Na mesma trilha, o diretor de programação do grupo Cinearte Palace (SP), Ademar Oliveira, revela que, para um filme chegar, ao mesmo tempo, nas principais cidades brasileiras, e isso inclui as de porte médio como Juiz de Fora, deveria ter 400 cópias. O gerente do Duocine Santa Cruz, Marcelo Magalhães, e a subgerente do Moviecom Alameda, Adriana Cecília de Paula, completam afirmando dependerem da disponibilidade da distribuidora, que “sempre opta por atender primeiro aos grandes centros, para depois alugar as cópias para o interior”. Questionada sobre o esperado e indicado ao Oscar “Cartas de Iwo Jima”, Adriana confessou que o longa foi oferecido a ela, mas a demora fez com que o longa perdesse a concorrência para obras mais modernas. “Na época, eu já tinha outros lançamentos mais interessantes e novos para ocupar as salas”, argumenta.

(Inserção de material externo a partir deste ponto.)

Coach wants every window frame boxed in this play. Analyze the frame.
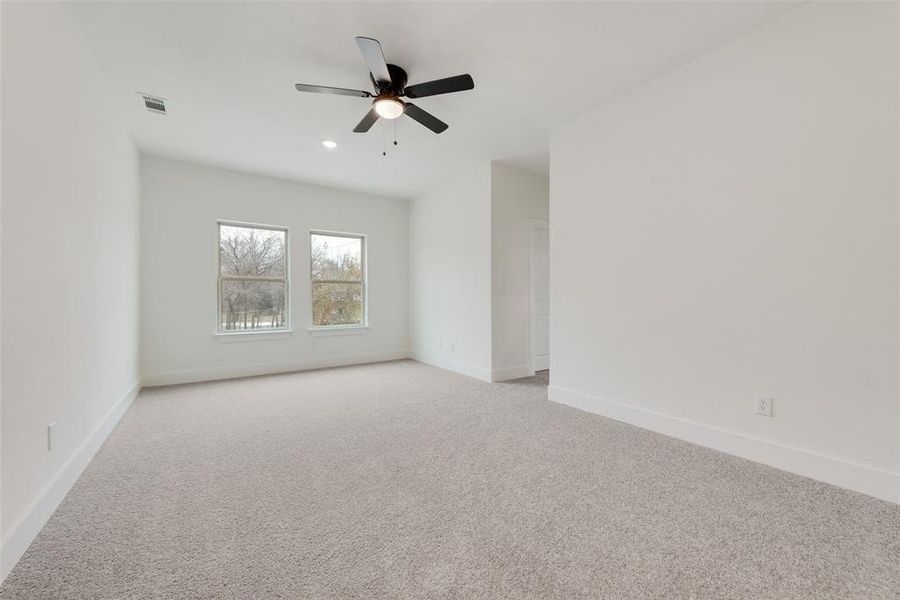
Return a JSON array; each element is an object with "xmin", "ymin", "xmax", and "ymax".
[
  {"xmin": 215, "ymin": 219, "xmax": 293, "ymax": 336},
  {"xmin": 307, "ymin": 229, "xmax": 369, "ymax": 335}
]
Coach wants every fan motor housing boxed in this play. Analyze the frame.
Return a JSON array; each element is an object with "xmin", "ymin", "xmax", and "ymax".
[{"xmin": 369, "ymin": 64, "xmax": 408, "ymax": 96}]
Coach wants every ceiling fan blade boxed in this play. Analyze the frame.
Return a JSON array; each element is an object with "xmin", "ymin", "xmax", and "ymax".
[
  {"xmin": 406, "ymin": 74, "xmax": 475, "ymax": 98},
  {"xmin": 353, "ymin": 106, "xmax": 378, "ymax": 133},
  {"xmin": 404, "ymin": 102, "xmax": 450, "ymax": 133},
  {"xmin": 356, "ymin": 36, "xmax": 391, "ymax": 83},
  {"xmin": 294, "ymin": 83, "xmax": 372, "ymax": 98}
]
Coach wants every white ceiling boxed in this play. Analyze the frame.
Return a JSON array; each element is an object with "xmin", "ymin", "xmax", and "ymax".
[{"xmin": 73, "ymin": 2, "xmax": 796, "ymax": 197}]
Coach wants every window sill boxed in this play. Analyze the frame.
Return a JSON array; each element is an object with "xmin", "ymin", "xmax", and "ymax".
[
  {"xmin": 213, "ymin": 329, "xmax": 294, "ymax": 342},
  {"xmin": 309, "ymin": 325, "xmax": 369, "ymax": 336}
]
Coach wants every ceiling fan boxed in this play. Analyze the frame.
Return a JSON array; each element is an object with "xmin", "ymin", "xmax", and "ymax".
[{"xmin": 294, "ymin": 37, "xmax": 475, "ymax": 133}]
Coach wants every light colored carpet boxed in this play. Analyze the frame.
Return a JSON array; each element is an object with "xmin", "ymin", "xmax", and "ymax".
[{"xmin": 0, "ymin": 361, "xmax": 900, "ymax": 599}]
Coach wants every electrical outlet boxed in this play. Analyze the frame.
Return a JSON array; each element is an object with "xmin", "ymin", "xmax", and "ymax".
[{"xmin": 756, "ymin": 396, "xmax": 775, "ymax": 417}]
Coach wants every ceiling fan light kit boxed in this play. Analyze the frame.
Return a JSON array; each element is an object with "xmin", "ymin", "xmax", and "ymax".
[
  {"xmin": 375, "ymin": 96, "xmax": 406, "ymax": 119},
  {"xmin": 294, "ymin": 37, "xmax": 475, "ymax": 133}
]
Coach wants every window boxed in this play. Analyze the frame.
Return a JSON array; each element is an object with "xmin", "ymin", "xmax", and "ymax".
[
  {"xmin": 310, "ymin": 233, "xmax": 366, "ymax": 327},
  {"xmin": 219, "ymin": 222, "xmax": 288, "ymax": 333}
]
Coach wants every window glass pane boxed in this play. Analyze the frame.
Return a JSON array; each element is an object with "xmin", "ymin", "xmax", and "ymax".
[
  {"xmin": 310, "ymin": 233, "xmax": 362, "ymax": 281},
  {"xmin": 219, "ymin": 225, "xmax": 286, "ymax": 278},
  {"xmin": 219, "ymin": 279, "xmax": 286, "ymax": 331},
  {"xmin": 313, "ymin": 282, "xmax": 363, "ymax": 327}
]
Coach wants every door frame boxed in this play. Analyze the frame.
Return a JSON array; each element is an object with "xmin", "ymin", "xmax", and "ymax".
[{"xmin": 528, "ymin": 217, "xmax": 550, "ymax": 376}]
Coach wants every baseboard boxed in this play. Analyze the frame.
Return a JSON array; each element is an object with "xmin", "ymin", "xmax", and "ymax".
[
  {"xmin": 491, "ymin": 365, "xmax": 534, "ymax": 381},
  {"xmin": 0, "ymin": 380, "xmax": 141, "ymax": 583},
  {"xmin": 141, "ymin": 350, "xmax": 409, "ymax": 387},
  {"xmin": 410, "ymin": 352, "xmax": 492, "ymax": 382},
  {"xmin": 548, "ymin": 386, "xmax": 900, "ymax": 503}
]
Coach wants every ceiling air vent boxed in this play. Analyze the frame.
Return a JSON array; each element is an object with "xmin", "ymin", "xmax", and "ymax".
[{"xmin": 141, "ymin": 94, "xmax": 166, "ymax": 115}]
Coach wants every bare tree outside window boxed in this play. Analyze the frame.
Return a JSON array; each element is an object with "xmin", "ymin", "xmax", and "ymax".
[
  {"xmin": 219, "ymin": 223, "xmax": 288, "ymax": 333},
  {"xmin": 310, "ymin": 233, "xmax": 366, "ymax": 327}
]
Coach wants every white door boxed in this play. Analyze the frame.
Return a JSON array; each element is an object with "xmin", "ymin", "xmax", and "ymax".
[{"xmin": 531, "ymin": 223, "xmax": 550, "ymax": 371}]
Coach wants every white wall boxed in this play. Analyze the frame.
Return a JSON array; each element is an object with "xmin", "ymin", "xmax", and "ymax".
[
  {"xmin": 409, "ymin": 161, "xmax": 491, "ymax": 380},
  {"xmin": 0, "ymin": 3, "xmax": 138, "ymax": 577},
  {"xmin": 550, "ymin": 3, "xmax": 900, "ymax": 501},
  {"xmin": 491, "ymin": 162, "xmax": 550, "ymax": 381},
  {"xmin": 141, "ymin": 156, "xmax": 409, "ymax": 385}
]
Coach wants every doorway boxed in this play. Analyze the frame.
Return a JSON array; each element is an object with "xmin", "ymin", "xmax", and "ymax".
[{"xmin": 530, "ymin": 219, "xmax": 550, "ymax": 373}]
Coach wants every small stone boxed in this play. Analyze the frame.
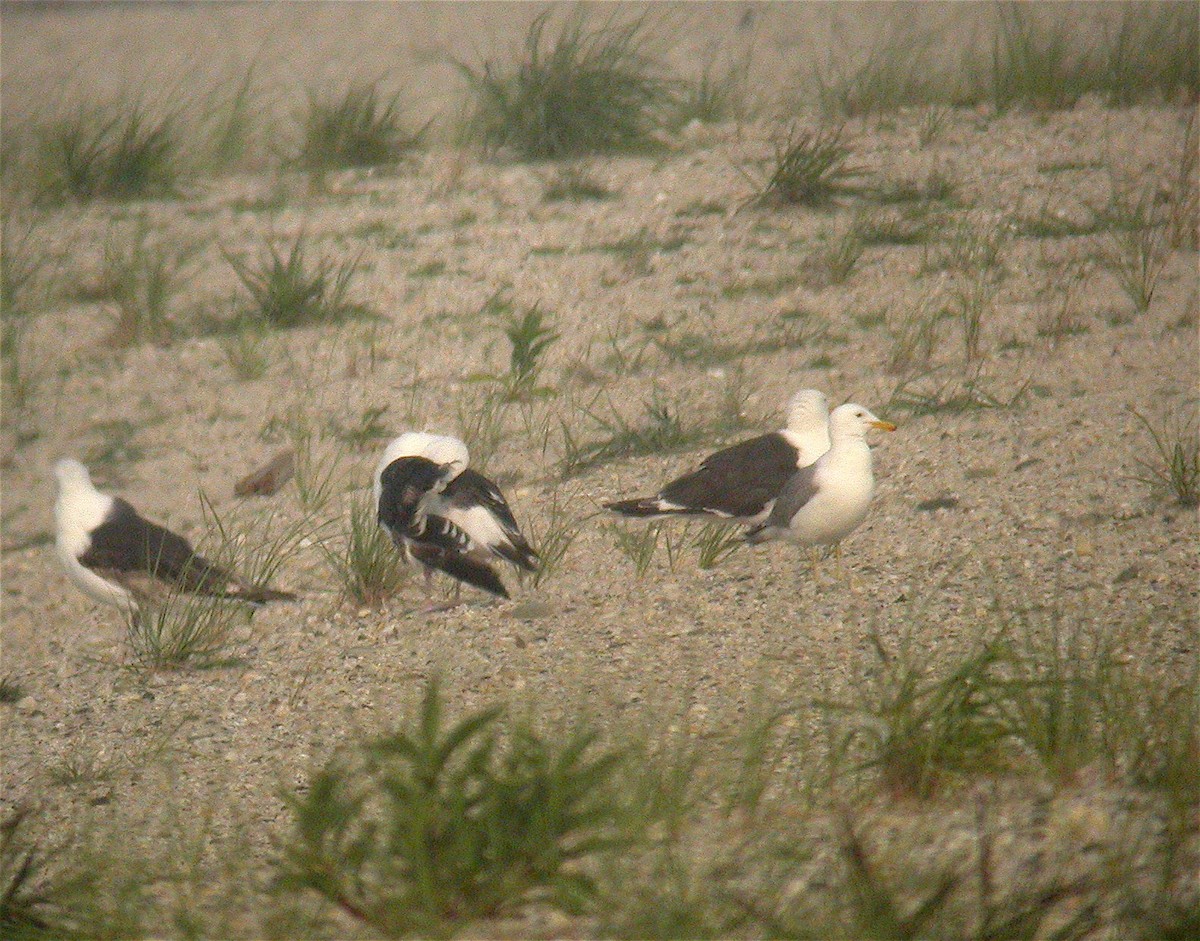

O gerente de programação da Rio Filmes, Airton Correia, garante que os cinemas juizforanos é que não se interessam por alguns filmes. “’Brasileirinho’ e ‘500 almas’ são exemplos de produtos que nós colocamos à disposição de Juiz de Fora e até agora nenhuma das salas se interessou. O número de cópias não é o problema se não temos espaço para entrar”, se defende. Segundo ele, na hora de escolher, o exibidor, sobretudo aquele com poucas salas, opta pelos blockbusters, produtos de maior rentabilidade. Para driblar o “jogo de mercado”, que empata a relação distribuidora e exibidora, o professor de produção audiovisual Franco Gróia contesta Airton Correia afirmando que a oferta é muito pequena. Além disso, Gróia aponta caminhos capazes de fomentar o contato entre os exibidores e o público. “O foco é a questão do gosto. O que os espectadores gostam? Qual é o perfil do público hoje?”. As perguntas, para ele, podem ser respondidas com uma criteriosa e permanente pesquisa, que, a médio prazo, vai determinar o que a população irá consumir.
Conforme dados da distribuidora Columbia Tristar (SP), foram feitas 58 cópias de “Saneamento básico” e 163 de “Primo Basílio”. Números muito pequenos se compararmos com as 402 cópias de “Os Simpsons”, as 450 de “Harry Potter” e as 600 de “Homem-aranha 3”. Muita discrepância? Não para os distribuidores, que, para mapear a disponibilização das películas, realizam uma estimativa sobre o potencial do produto, com a “finalidade única de não gerar prejuízos para a mesma”. É o que relata o programador da Columbia, Waldomiro de Barros, que ainda vai além. “Com base em nossa experiência é que ditamos quantas cópias serão feitas de cada filme e onde alugaremos primeiro, porque se você faz uma abertura grande para um produto médio, você perde dinheiro”, explica.